Google Cloud detects sensitive actions by monitoring your organization's Admin Activity Audit Logs. When a sensitive action is detected, Google Cloud writes the action in the Sensitive Actions Service platform log in the same resource where the activity occurred. Google Cloud also includes the event in a notification delivered through Advisory Notifications.

Notification frequency

The first time a sensitive action is observed in your organization, you receive a report that includes the initial action, plus any other actions that occur in the following hour. After the initial report, you receive reports for new sensitive actions in your organization at most once every 30 days. If there have not been any sensitive actions in your organization for a long time, you might receive the one-hour report the next time a sensitive action is observed.

When Sensitive Actions are not produced

Google Cloud reports sensitive actions only if the principal that performs the action is a user account. Actions taken by a service account are not reported. Google developed this capability to protect against adversaries who gain access to end-user credentials and use those to take unwanted actions in cloud environments. Because many of these actions are common behavior for service accounts, logs and advisory notifications are not produced for these identities.

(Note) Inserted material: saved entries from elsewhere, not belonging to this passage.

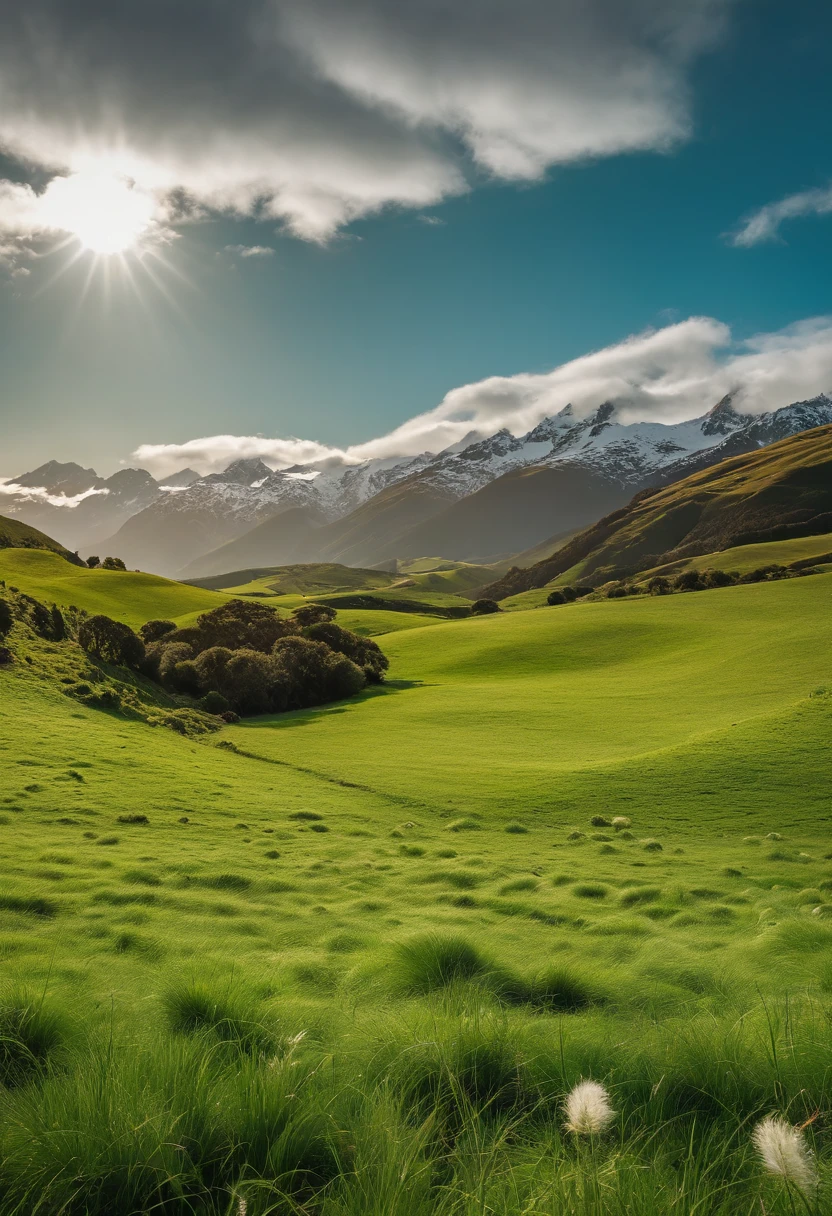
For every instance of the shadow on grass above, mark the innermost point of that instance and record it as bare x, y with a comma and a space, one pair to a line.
309, 716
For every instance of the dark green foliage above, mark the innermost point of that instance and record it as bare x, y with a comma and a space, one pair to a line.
228, 1013
153, 630
689, 580
239, 624
484, 607
434, 961
57, 625
32, 1034
214, 703
313, 614
111, 641
312, 674
718, 578
361, 651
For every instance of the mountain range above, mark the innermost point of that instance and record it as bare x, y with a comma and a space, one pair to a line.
482, 499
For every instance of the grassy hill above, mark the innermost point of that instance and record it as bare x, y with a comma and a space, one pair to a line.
779, 493
15, 534
225, 939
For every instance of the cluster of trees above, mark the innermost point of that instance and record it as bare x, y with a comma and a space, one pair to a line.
567, 595
242, 658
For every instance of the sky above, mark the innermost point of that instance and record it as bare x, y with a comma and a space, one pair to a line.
372, 226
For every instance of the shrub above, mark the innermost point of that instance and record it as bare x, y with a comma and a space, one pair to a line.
57, 628
484, 607
213, 702
436, 961
314, 614
240, 624
361, 651
153, 630
111, 641
719, 579
689, 580
32, 1034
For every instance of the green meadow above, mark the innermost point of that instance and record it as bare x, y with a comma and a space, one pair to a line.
352, 960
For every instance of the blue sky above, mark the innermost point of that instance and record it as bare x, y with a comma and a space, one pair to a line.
346, 341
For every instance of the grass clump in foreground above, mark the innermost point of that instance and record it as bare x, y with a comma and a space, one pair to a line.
338, 1026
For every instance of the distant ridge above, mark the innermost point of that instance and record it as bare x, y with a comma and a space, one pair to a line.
15, 534
776, 493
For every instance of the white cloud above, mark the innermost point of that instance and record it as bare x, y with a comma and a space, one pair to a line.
665, 375
314, 112
251, 251
40, 494
764, 224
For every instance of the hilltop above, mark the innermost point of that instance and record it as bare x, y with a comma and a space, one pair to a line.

Sensitive actions cannot be detected if you have configured your Admin Activity Audit Logs to be located in a specific region (that is, not the global region). For example, if you have specified a storage region for the _Required logs bucket in a certain resource, logs from that resource cannot be scanned for sensitive actions.

If you have configured your Admin Activity Audit Logs to be encrypted with customer-managed encryption keys, your logs cannot be scanned for sensitive actions.

Sensitive Actions in Security Command Center

If you use Security Command Center, you can receive Sensitive Actions as findings through the Sensitive Actions Service.

Although the Sensitive Actions logs and Advisory Notifications provide one lens on account behavior in your organization, Security Command Center provides additional insight and management capabilities for security teams who are protecting more complex, large, or important workloads and environments. We recommend monitoring Sensitive Actions as one piece of your overall security monitoring strategy.

For more information about Security Command Center, see the following:


Notifications for Sensitive Actions in Advisory Notifications are provided at no additional charge. Sensitive Actions logs in Cloud Logging incur ingestion and storage costs in accordance with Logging pricing. The volume of Sensitive Actions log entries depends on how often user accounts in your organization perform sensitive actions. These actions are typically uncommon.

Types of Sensitive Actions

Google Cloud informs you of the following types of sensitive actions.

Sensitive Roles Added

A principal with an Owner (roles/owner) or Editor (roles/editor) IAM role was granted at the organization level. These roles permit a large number of actions across your organization.

Billing Admin Removed

A Billing Account Administrator (roles/billing.admin) IAM role was removed at the organization level. Removing this role can prevent users from having visibility and provide a mechanism for an adversary to remain undetected.

Organization Policy Changed

An organization policy was created, updated, or deleted at the organization level. Organization policies at this level can affect the security of all your organization's Google Cloud resources.

Project-level SSH Key Added

A project-level SSH key was added to a Google Cloud project that did not previously have such a key. Project-level SSH keys can grant access to all the virtual machines (VMs) in the project.

GPU Instance Created

A VM with a GPU was created in a project by a person who had not created a GPU instance in that project recently. Compute Engine instances with GPUs can host workloads such as cryptocurrency mining.

Many Instances Created

Multiple VM instances were created by a user in a certain project. Large numbers of VM instances can be used for unexpected workloads such as cryptocurrency mining or denial-of-service attacks.

Many Instances Deleted

Multiple VM instances were deleted by a user in a certain project. Large numbers of instance deletions can disrupt your business.